Conclude your walk at Wickford on the Waterfront with a salty cocktail, local oysters or stuffed clams (“stuffies” in Rhode Island lingo). Tate’s Italian Kitchen serves hearty classics across the village’s main Brown Street. Moorings can be reserved at Wickford Yacht Club or go to Safe Harbor Wickford Cove for a full-service marina with dock space.
Day 2: Block Island
Wickford to Block Island — 29 NM
Cruising down the western shores of Narragansett Bay under the Jamestown Bridge, passing magnificent mansions then Point Judith Light, you are soon on your way across the open expanse of Rhode Island Sound to Block Island. The farthest island from land on the entire Eastern seaboard, Block Island is even more remote than Monhegan in Maine (10 miles out by comparison).

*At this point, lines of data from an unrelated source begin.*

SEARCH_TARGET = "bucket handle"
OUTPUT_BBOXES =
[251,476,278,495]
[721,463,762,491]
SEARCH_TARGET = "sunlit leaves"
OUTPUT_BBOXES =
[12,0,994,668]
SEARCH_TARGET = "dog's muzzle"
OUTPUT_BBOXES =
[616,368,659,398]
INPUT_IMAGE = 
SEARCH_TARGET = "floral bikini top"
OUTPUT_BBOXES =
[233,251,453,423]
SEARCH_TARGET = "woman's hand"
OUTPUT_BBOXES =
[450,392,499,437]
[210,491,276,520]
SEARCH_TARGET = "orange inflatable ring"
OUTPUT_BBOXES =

Block Island has a vacation vibe, and everything is relaxed, truly on “island-time” with their moniker of “Bermuda of the North.” The 1,500 happy humble Block Island residents claim they’ve been “social distancing since 1661,” so they’ve got humor to carry them through the long off-season. Block’s pear-shaped 7 x 3-mile island is cool, casual and fun to explore for a few days, yet not so stuffy-chic or celebrity-crushed as Nantucket or Martha’s Vineyard.
Getting around by bike or moped is the best way to explore Block’s entire 16 miles of perimeter roads. Along the undulating country lanes, you may feel transported to Ireland with the lush rolling fields, stone walls, dramatic Mohegan Bluffs and the contrasting blue sea. Passing dozens of unique beaches, you may plan to return later. Highlight sights are Block Island’s two impressive lighthouses – North and South East – with the busier main village of Old Harbor in between.
Block Island has two boating harbors: the more protected New Harbor in Great Salt Pond, which is preferred by pleasure boaters, and Old Harbor with its primary ferry landing and bustling downtown of shops and grand seaside hotels. Staying at Great Salt Pond overlooking your mooring or dock slip, you should enjoy sunsets, pub fare and a boaters’ block party atmosphere at The Oar or Dead Eye Dick’s (opens in May). While in the Old Harbor after browsing boutiques, find a perfect chair and cocktail at either grand seaside hotel: Spring House or Atlantic House.
For a delicious local dinner, Kimberly’s serves littlenecks or calamari followed by lobster mac n’ cheese as a beautiful ending to a day of exploring. Live music may be piping out from next door Poor People’s Pub to lure you over for a nightcap.
Block Island’s public moorings in New Harbor are assigned daily by the Harbormaster. Private slips can be reserved at Champlin’s Marina, the Boat Basin and Oar House. They book up quickly in prime summer season, which results in boats rafting-up with strangers (friends you haven’t yet met!).
Day 3: Newport
Block Island to Newport — 25 NM
Departing Block Island, perhaps after fresh coffee and pastries delivered to your boat by enterprising locals, you will be in the company of power boaters and sailing vessels, plus the occasional charging ferry heading to Newport. It’s a direct course northeast to the Sailing Capital of Newport.
No boater worth his Sperry’s can miss out on the yachty harbor of Newport, established in 1639. As a visiting boater, contact the Harbormaster or Newport Yachting Center for an affordable mooring or a much pricier dock space in this prime harbor. Water taxis ply the harbor frequently to take you to the town docks.
Newport is full of magnificent vessels, lively waterfront pubs lining Bowens and Bannisters Wharfs, and scads of inviting seaside shops on cobblestone streets. Getting off your boat, stretch your sea legs with a scenic 3.5-mile cliff walk by the Gilded Age mansions of our fine affluent families (Rockefeller, Vanderbilt, Dupont, Astor and Morgan). Before sunset, head for Newport rooftop drinks overlooking the harbor at The Vanderbilt or the Hotel Viking to toast your good fortunate in this big little state.